An efficient implementation of our latest system, PixelFlow, required on-chip memory with much higher density than could be achieved with conventional SRAM. To satisfy this requirement we developed the 1-transistor embedded DRAM that is the subject of this paper. Designed in scalable geometric rules, the DRAM is about four times denser than P-load SRAM in the same rules, dense enough to permit about 1Mb of RAM on a 10mm square chip in 0.5µ CMOS. It is reasonably well optimized for low power consumption, runs at the processors' speed (100MHz), and is fairly simple and portable to other applications.
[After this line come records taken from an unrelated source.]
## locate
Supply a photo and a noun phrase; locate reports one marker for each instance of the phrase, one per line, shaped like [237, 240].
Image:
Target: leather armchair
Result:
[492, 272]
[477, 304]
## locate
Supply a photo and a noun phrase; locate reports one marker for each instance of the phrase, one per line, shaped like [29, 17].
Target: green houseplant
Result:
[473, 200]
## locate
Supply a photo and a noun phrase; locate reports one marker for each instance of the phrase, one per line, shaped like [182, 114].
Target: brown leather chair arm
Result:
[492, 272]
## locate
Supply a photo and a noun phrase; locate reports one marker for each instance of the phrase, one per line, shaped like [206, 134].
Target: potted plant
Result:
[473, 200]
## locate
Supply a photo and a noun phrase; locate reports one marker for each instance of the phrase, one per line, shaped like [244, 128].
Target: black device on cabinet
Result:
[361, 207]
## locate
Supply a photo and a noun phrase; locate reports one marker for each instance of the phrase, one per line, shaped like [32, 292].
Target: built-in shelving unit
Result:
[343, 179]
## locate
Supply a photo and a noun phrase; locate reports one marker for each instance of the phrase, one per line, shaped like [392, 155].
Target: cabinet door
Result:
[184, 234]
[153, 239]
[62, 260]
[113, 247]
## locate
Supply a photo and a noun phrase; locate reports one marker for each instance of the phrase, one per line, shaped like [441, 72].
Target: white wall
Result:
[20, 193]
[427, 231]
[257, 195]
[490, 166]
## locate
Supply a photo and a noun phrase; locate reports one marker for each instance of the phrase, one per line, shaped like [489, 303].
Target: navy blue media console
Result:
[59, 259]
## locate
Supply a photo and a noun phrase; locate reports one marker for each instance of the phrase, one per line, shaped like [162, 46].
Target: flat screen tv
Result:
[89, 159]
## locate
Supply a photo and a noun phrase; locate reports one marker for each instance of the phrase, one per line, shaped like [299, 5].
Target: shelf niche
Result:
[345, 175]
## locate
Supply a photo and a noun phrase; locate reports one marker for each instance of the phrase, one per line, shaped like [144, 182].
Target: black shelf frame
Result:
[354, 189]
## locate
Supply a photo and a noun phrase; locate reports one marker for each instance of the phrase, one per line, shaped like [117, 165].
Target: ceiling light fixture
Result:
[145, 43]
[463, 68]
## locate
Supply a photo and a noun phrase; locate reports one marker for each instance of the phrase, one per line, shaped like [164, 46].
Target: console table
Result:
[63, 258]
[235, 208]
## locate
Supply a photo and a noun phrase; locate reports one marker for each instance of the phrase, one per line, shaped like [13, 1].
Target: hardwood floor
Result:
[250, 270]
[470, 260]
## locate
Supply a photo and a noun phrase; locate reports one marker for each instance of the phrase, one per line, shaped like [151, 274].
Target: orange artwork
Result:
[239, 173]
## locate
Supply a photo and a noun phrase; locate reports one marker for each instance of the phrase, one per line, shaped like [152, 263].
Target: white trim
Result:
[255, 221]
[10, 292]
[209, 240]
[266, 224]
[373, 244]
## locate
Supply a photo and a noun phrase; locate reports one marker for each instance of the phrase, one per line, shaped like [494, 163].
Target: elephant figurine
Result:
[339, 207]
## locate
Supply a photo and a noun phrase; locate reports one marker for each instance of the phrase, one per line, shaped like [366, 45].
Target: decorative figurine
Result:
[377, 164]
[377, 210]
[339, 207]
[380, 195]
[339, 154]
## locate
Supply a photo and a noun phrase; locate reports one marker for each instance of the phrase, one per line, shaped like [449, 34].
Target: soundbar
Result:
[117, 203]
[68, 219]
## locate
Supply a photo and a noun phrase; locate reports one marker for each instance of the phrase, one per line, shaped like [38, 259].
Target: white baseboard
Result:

Section 2 of the paper briefly describes the application environment in which the DRAM design was used. Section 3 describes the memory circuit design and operation. Section 4 takes up the power conservation and interface bus design issues that consumed most of the design time for the DRAM. Section 5 describes additional details of layout, circuit design and simulation of the memory itself. Section 6 outlines experimental results, and Section 7 presents conclusions, briefly reviews previous and current work in this area, and acknowledges many sources of help.

2. Application

The embedded DRAM serves as a register file for an array of 256 8-bit processors in a graphics 'enhanced memory chip' (EMC) [3]; each processor 'owns' 384 bytes of memory. The memory layout is bit-sliced, so the organization is 2,048 bits (columns) by 384 words (rows). In the word dimension, the memory is composed of 'pages', each a block of 32 words. Each page is a self-contained memory system with bit cells arrayed along a pair of bit lines, a local sense amp and precharger, and an interface to a (differential) data bus that delivers data between the (12) pages and the processor. The column dimension has no decoder; on every cycle of chip operation, data is read from or written to 2,048 bits of memory. A block diagram of a bit slice through the DRAM is shown in Figure 1; the column dimension is horizontal in the figure.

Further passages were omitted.